Clinical Trend of the Week (March 18-24): Pneumonia

This week's top search term has an "inappropriate" cause. Two studies recently determined that inappropriate use of broad-spectrum antibiotics to treat pneumonia in children remains common. In one study, the electronic medical records of more than 10,000 children treated for pneumonia found that macrolides and other broad-spectrum antibiotics were prescribed more often than amoxicillin, the appropriate treatment as recommended by current guidelines. A second study reviewed treatment of children hospitalized for pneumonia at 28 different hospitals. Findings revealed that hospitals who created initiatives to boost adherence to guidelines saw a nearly 30% increase in appropriate prescriptions, compared with about 20% in hospitals without those initiatives. Together, these studies shed light on the state of antibiotic use in pediatric pneumonia and resulted in this week's top search term.

Clinical Trend of the Week (March 11-17): Plaque Psoriasis

A new drug's promising phase 3 trial findings resulted in this week's top search term.

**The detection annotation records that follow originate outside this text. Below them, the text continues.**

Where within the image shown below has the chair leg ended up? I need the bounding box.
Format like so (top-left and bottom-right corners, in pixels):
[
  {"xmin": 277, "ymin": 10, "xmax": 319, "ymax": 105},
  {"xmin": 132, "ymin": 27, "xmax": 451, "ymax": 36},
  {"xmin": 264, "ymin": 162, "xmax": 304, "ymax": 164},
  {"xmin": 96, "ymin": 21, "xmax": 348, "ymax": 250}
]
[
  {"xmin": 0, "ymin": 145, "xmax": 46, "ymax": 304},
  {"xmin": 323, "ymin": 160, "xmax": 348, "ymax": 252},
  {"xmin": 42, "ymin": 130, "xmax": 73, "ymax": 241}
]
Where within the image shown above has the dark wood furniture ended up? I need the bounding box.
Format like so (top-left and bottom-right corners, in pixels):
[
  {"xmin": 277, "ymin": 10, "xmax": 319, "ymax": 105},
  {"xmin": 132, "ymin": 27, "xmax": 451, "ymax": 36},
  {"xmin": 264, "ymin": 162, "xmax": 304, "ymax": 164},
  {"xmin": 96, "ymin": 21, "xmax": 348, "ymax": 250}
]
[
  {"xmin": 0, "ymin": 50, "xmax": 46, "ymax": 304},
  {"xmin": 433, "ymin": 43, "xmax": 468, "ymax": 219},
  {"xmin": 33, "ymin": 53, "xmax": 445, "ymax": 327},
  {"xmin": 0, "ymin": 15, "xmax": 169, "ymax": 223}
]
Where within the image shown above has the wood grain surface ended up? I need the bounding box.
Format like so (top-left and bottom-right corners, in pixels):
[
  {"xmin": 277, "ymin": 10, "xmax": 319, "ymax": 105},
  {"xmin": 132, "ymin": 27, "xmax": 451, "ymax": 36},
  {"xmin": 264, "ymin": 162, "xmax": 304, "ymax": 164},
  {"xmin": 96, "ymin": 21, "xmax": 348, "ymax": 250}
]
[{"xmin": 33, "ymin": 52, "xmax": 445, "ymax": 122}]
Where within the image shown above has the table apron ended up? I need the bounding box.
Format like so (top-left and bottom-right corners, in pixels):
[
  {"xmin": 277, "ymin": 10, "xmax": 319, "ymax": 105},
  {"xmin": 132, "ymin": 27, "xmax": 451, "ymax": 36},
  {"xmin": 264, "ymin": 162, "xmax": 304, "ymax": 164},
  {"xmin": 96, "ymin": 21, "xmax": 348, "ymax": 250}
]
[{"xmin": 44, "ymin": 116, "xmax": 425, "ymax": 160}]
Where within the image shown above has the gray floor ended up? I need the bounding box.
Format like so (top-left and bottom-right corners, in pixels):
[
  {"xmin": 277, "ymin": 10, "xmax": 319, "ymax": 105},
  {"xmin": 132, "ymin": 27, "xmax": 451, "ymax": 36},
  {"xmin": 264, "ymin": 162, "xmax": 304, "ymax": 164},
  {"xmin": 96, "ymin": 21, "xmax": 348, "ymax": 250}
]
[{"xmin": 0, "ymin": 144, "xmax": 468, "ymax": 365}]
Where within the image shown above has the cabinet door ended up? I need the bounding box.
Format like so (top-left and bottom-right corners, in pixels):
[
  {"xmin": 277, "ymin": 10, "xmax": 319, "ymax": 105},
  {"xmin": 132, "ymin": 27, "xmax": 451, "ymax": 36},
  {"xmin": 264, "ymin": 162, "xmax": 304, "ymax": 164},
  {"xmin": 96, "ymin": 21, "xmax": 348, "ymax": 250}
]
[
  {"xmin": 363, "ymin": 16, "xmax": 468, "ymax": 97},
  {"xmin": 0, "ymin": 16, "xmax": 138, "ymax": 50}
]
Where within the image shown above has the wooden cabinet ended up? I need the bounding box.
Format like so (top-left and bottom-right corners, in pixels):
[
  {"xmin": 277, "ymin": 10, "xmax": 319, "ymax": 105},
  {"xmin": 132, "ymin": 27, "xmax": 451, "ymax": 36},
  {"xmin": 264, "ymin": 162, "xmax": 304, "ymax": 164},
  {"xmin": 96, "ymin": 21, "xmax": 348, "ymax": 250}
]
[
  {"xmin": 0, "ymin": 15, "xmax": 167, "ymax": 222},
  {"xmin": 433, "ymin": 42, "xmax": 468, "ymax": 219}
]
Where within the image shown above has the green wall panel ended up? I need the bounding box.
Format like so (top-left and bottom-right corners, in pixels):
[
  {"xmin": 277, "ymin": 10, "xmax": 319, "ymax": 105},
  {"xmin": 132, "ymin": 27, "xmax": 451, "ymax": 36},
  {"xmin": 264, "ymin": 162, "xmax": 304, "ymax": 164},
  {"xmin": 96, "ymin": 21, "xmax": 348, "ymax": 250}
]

With no breakthrough tropical treatment for psoriasis since the 1980s, news that benvitimod, a nonsteroidal anti-inflammatory topical treatment, was safe and effective dramatically increased searches for the condition. The randomized, multicenter, placebo- and comparator-controlled trial of patients with mild to moderate plaque psoriasis found that rates of clearance or near-clearance among those receiving benvitimod were nearly twice that of the placebo group. This search is likely to remain popular as this potentially significant treatment advances towards approval.

Clinical Trend of the Week (March 4-10): ADHD

A "largest-ever" brain imaging study resulted in a large gain in popularity for this week's top search term. The findings of that study, published in The Lancet , revealed small but significant differences in the brain structures of those with attention deficit hyperactivity disorder (ADHD) compared with individuals without the condition. The study analyzed the MRI scans of more than 3,200 people (age 4 y to 63 y), roughly half of whom had a diagnosis of ADHD. The findings revealed that 5 of the 7 brain regions examined were smaller in people with ADHD, and those differences were more pronounced in children. Although early, the hope is that this research may suggest innovative diagnostic and treatment options.

Clinical Trend of the Week (February 25 – March 3): Influenza A

"Elevated" activity led to an elevation in the popularity of this week's top search term. The US Centers for Disease Control and Prevention (CDC) recently noted that influenza activity in the United States increased beginning in mid-December and remained elevated into February. Influenza A viruses comprised the majority of circulating viruses, with vaccine effectiveness against that group estimated to be 43%. Combined with the vaccine's 73% effectiveness against influenza B viruses, the results show that vaccination reduced the risk for outpatient medical visits by nearly half. As clinicians across the country continue to battle seasonal influenza, this term will no doubt remain of much interest.